Today, the Oslo, Norway-based duo — vocalist Morten Myklebust and producer Nils Martin Larsen — have delivered on nearly a year worth of teasing with the release of their debut full length album, Apothek.

Apothek Delivers on Promise

The album is a stunning one, at once sprawling and comfortably intimate.

It opens with “Roaring,” a cyclical synth-driven song about safety and duty. Myklebust’s cadence is mesmerizing, the synths are hypnotic, and the beautifully layered elements call to mind traditional African rhythms. It’s followed by my beloved “Waiting for the Thunder,” with its irrepressible hopefulness and optimism.

“Inheritance” bucks the trend a little bit. An atmospheric track, this one is dark and brooding — suitable for the subject matter, which explores the aftermath of a loved one.

Apothek flips the script again later with “Invited.” One of their more pop-minded tunes, the pair take an almost mainstream electropop/electrorock tack here — think post-Some Nights fun. or even Imagine Dragons in terms of ethos.

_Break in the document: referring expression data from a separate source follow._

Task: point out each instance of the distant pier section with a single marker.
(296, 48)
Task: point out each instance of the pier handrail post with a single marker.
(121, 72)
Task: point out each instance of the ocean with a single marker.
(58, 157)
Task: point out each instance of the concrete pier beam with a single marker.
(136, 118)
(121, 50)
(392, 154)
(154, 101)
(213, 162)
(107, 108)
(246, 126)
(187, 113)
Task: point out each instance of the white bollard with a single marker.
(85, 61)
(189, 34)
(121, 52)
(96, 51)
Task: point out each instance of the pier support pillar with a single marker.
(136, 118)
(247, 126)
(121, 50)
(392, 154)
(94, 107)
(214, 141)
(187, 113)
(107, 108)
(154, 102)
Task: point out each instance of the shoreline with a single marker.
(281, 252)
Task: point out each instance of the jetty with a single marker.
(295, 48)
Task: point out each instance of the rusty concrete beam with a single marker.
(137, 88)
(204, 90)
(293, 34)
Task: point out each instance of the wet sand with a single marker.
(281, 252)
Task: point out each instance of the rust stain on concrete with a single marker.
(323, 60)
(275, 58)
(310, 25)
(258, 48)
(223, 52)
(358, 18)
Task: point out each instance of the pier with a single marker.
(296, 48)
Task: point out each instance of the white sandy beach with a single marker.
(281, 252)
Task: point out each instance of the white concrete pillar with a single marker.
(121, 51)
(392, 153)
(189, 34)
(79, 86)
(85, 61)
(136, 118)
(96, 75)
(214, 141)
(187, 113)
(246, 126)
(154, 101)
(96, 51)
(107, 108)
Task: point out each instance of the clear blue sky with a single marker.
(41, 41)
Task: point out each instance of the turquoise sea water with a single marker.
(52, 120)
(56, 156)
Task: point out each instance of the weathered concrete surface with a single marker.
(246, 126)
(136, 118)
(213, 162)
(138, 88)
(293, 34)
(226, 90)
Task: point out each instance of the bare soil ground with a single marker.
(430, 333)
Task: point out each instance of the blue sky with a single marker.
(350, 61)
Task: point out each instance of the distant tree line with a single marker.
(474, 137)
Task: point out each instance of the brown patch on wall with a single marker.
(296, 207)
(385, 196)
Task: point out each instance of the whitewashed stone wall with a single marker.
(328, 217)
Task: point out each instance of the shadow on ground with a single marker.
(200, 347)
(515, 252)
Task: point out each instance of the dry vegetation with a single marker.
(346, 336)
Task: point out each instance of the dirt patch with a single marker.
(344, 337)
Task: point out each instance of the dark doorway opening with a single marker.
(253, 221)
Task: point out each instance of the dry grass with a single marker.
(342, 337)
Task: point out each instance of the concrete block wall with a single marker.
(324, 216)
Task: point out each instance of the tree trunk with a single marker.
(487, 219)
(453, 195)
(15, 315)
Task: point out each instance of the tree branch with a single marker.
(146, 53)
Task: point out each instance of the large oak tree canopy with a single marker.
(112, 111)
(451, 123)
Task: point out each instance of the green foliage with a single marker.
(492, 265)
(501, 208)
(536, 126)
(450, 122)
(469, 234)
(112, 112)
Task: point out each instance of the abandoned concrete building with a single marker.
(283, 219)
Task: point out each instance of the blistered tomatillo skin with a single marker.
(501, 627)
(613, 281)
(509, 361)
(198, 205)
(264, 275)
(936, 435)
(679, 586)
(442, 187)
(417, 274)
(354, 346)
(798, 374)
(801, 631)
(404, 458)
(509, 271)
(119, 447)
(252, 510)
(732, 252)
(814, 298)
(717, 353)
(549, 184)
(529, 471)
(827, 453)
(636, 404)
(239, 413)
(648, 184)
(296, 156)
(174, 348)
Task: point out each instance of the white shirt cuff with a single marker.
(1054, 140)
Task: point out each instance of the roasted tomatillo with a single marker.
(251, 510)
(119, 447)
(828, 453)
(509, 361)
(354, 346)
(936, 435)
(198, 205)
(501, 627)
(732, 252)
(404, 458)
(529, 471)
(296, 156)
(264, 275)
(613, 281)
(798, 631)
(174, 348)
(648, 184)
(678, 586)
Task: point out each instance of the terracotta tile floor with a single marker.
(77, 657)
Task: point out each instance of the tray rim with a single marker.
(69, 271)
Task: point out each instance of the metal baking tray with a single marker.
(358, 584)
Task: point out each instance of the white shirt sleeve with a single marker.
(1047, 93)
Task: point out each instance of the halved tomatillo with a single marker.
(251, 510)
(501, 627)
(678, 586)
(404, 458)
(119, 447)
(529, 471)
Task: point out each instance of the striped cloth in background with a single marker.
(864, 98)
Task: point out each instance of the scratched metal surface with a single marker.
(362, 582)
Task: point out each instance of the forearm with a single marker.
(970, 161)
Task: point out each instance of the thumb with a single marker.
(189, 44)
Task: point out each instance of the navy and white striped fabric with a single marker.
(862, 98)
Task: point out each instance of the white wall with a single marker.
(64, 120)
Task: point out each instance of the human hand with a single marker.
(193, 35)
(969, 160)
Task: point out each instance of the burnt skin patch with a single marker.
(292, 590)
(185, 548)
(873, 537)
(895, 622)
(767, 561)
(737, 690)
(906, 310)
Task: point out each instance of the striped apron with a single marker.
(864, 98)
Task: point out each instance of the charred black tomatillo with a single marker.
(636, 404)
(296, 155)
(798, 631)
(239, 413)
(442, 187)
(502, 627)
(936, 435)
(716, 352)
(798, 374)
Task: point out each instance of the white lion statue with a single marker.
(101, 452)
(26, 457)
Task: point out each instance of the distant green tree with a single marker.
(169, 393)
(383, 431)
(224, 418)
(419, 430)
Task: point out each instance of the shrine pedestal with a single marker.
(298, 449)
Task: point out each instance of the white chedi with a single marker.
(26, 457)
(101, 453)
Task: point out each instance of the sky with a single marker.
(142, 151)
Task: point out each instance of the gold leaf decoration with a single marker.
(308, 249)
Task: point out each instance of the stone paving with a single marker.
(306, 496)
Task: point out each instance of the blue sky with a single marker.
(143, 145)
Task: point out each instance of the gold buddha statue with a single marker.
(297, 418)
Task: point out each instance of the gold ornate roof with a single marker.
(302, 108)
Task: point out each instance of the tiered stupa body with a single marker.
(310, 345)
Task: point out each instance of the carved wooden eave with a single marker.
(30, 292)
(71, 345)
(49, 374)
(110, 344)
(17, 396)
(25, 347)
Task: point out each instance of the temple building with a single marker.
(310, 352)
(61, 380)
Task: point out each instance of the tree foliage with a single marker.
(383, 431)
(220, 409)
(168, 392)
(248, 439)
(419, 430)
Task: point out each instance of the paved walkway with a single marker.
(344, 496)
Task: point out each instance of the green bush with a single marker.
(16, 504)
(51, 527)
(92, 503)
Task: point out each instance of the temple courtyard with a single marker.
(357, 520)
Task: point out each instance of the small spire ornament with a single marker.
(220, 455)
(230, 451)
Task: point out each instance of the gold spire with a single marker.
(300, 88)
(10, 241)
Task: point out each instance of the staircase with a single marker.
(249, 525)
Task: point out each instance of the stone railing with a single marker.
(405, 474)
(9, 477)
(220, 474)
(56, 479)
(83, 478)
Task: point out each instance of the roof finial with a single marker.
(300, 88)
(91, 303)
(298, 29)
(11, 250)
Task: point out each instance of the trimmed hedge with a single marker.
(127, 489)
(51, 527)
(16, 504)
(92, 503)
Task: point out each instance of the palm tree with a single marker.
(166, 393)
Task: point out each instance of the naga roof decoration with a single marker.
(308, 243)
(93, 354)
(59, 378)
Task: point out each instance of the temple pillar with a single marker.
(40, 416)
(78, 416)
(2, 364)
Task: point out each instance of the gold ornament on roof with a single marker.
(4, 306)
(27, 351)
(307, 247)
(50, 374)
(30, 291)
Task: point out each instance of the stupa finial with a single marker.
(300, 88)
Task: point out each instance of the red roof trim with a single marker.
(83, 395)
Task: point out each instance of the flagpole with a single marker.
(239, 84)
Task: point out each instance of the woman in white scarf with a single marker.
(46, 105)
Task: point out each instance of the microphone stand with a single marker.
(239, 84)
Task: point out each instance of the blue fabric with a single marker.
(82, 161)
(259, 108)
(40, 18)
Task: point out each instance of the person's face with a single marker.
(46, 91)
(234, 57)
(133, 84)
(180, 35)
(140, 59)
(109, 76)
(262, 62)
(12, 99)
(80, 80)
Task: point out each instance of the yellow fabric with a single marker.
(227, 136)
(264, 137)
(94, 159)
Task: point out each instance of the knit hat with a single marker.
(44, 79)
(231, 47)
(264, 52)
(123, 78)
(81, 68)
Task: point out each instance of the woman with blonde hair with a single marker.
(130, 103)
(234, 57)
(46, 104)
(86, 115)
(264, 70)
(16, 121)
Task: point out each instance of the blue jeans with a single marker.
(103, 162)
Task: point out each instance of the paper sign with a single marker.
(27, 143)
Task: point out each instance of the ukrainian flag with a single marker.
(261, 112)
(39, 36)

This underlying feeling is most notable in the choruses, which are surprisingly dense, expansive, and demanding of your attention.

The album wraps up with “The Pulse,” the spiritual sibling of “Waiting for the Thunder” (and, fun fact, the only other song on the album with a title of more than one word). Apothek gets pretty dark in the meat of the album — Myklebust and Larsen seem to recognize this, leaving us with a surging, soaring, beautiful, and hopeful tune — a grand, stirring, emotional crescendo.

A Temporary Home

Apothek is like your childhood home. It’s safe, comfortable, familiar, though always with something new going on. There are darker moments and memories, but even those are comforting in their own way — a study of contradictions and dualities.

Also like your childhood home, there will come a time when, if you don’t move out and move on, the feelings can become stale, constrictive, repressive. If Apothek move on from here without using their considerable talent to push their own musical boundaries, that’s the risk they run.

But right now, in this moment, Apothek is exactly where I want to be. And I am happy.